One of my recurrent fears is that by telling Mama Bear the details of the abuse, I will harm her in some way.  We have previously talked about how she knows how to take care of herself.  Yes, the work is very hard, but she has ways to make sure that she gets what she needs, in order to stay healthy.  She couldn’t have been working with severely traumatized clients for 20 years without figuring this out, otherwise she would have burnt out long ago.  I understand all of this, but that fear keeps on rearing its head.

So today, she said, “It keeps on coming up.  Let’s pay attention to what this means to you.”


Pause as I thought.

“What are you thinking about right now?” 

“I don’t know if this happened while I was working with you or with L (my 2nd therapist), but I really needed for my mother to understand what was going on and to support me.  One of you suggested that I copy part of The Courage to Heal and send it to her to read.  When I asked if she had read it, she told me that she couldn’t, because it was too painful for her.  My thought was, ‘You think that it is too painful to read, what about living it?!?’”  All of this was said very calmly, even matter of factly.

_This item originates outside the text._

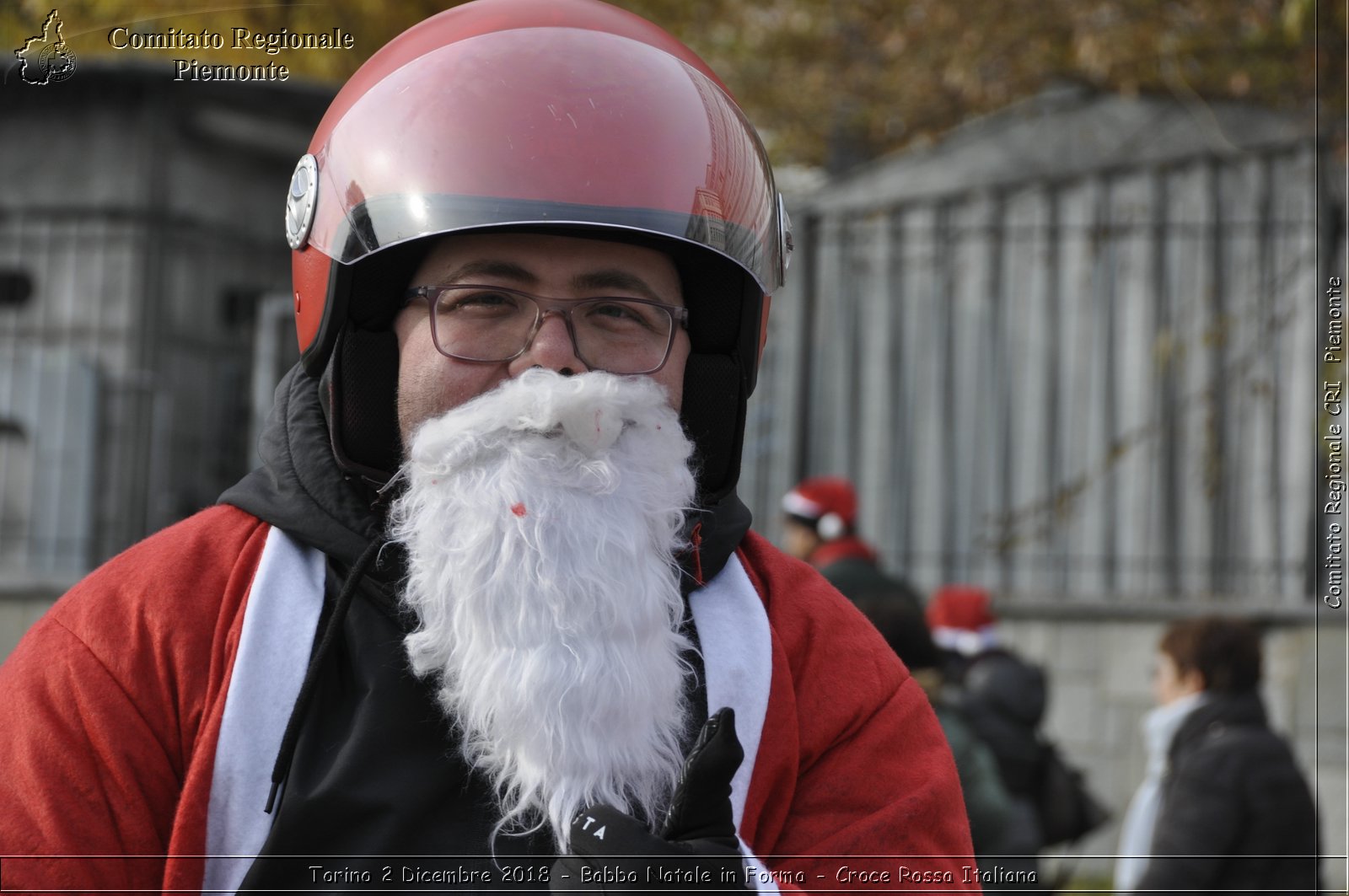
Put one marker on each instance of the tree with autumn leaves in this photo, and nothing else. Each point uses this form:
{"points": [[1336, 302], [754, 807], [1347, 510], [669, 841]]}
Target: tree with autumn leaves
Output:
{"points": [[834, 83]]}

When I told Mama Bear the first part, I had glanced at her and she had her normal, caring expression on her face.  When I finished, I looked up again, and saw that she was struggling with something.  When she saw that I had seen, she said, “I’m sorry, I am just really struggling with my reaction to what you said.  I know that your mother loves you, but at the moment I am just furious with her!” 

For a second, I was taken aback, because she so seldom tells me what her reaction is, so I knew that it had to be a strong one.  And suddenly I felt freed to begin to feel the emotions that I had bottled up inside of me.  Loss, betrayal, sorrow, fear, and yes, even anger.

At the end of the session, she asked me, “How was it for you when I told you about my reaction?”

“It was validating.  It helped me to accept that I wasn’t asking for too much from my mother and that my reactions to her failing me again were actually reasonable.”

By the book, the session is supposed to be about the client and not about the therapist’s reactions.  But by her being fully authentic and sharing a reaction that was so strong, I found my way to the feelings that I just wasn’t connecting with.  Sometimes “rules” need to be broken.